The research was conducted by a group of students from JNU as a part of their gender sensitisation where they spoke to employers and victims to come to this conclusion. Over 150 small and medium scale organisations were sampled from across the capital and around 15 victims of sexual harassment were interviewed.
“We are living in a country where women are taught to stay silent and because of the lack of a support system from family and employers, many don’t report cases of sexual advances,” said Stuti Pathak, a member of the research project.
After the case of Tarun Tejpal - the then editor-in-chief of Tehelka magazine- where a female employee slapped a case of sexual assault against him, questions were raised on the glaring absence of women’s rights in offices across the nation. In 2013 with the Sexual Harassment of Women at Workplace Act, it was made mandatory that all organisations working with more than 10 employees are supposed to have an internal complaints committee which would look after such grievances.
But surprisingly many small organisations do not follow the guidelines stated under this act, said Pathak.

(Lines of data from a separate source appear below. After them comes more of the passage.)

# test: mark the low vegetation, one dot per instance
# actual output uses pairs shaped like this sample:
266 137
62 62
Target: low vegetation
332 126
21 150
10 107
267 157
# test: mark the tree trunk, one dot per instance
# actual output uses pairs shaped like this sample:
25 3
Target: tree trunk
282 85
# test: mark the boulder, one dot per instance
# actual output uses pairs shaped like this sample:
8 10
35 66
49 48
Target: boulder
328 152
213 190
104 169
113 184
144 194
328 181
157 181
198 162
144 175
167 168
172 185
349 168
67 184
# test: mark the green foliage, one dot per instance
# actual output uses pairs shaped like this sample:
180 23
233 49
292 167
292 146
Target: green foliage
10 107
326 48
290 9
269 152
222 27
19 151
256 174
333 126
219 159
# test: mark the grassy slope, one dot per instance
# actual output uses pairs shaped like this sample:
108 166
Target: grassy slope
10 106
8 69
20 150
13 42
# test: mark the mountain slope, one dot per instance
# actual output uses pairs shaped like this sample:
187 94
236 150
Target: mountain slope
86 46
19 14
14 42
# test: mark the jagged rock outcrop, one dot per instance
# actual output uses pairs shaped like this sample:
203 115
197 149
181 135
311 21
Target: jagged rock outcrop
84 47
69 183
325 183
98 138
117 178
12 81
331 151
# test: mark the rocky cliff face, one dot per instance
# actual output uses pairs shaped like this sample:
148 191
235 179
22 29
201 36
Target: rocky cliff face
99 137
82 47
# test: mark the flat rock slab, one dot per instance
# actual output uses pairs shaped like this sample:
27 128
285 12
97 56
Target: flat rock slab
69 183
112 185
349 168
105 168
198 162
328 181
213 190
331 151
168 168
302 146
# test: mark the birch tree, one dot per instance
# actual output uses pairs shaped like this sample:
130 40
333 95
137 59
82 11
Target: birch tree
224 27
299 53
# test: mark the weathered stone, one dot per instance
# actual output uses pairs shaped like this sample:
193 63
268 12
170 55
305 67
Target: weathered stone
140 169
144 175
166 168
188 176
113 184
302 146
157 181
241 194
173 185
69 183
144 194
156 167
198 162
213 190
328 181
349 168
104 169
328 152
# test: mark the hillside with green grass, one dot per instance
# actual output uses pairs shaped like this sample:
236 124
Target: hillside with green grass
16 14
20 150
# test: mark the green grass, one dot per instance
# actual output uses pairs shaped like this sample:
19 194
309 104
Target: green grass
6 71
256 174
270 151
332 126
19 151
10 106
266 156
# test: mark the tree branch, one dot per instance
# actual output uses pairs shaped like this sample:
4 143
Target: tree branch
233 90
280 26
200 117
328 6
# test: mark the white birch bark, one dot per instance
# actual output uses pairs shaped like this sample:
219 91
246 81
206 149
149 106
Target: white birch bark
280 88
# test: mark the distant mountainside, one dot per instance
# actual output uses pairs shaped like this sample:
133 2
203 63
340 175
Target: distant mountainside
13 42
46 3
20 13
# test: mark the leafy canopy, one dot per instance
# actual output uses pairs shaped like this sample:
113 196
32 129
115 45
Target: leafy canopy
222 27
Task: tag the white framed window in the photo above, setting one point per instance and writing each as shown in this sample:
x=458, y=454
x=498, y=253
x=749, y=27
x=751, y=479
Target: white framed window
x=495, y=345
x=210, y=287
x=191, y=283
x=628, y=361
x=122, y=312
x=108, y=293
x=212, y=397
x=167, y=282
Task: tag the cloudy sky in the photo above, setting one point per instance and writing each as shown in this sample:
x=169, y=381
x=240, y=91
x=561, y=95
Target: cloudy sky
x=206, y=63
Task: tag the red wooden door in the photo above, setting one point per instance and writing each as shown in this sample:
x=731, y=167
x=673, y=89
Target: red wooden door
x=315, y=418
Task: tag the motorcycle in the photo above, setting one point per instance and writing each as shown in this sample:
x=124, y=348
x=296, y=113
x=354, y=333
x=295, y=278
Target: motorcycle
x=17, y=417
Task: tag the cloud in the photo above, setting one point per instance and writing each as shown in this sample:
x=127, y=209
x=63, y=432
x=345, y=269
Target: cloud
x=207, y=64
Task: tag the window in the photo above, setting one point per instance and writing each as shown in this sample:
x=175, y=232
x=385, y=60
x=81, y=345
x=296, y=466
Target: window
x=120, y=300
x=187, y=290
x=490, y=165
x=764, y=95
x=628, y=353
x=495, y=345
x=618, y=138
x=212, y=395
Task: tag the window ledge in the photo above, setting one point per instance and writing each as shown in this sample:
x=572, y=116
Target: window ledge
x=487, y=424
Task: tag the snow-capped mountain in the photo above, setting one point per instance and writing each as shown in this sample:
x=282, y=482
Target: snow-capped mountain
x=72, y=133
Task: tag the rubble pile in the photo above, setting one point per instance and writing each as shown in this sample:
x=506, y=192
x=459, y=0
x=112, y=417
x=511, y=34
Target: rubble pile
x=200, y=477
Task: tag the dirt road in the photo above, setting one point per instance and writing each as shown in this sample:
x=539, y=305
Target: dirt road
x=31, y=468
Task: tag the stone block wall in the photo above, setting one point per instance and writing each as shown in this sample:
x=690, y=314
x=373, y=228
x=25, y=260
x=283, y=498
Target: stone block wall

“My boss used to make sexual advances and touch me at every possible opportunity he got. Especially when I was alone, he would brush my arm or hold my waist. It was my first job and I was getting all the perks from him so I did not raise an alarm initially. Later it got worse and when I reported the case to my mother, she advised me to switch my job instead of letting anyone know,” said a 32-year old woman who was working with a publishing house.
“In a patriarchal society like ours it’s the organisation’s responsibility to deal with such instances more sensitively. It is mandatory that the ICC conducts enquiries in a confidential manner,” said Shruti Chaturvedi, human resource manager with Sambodhi Research.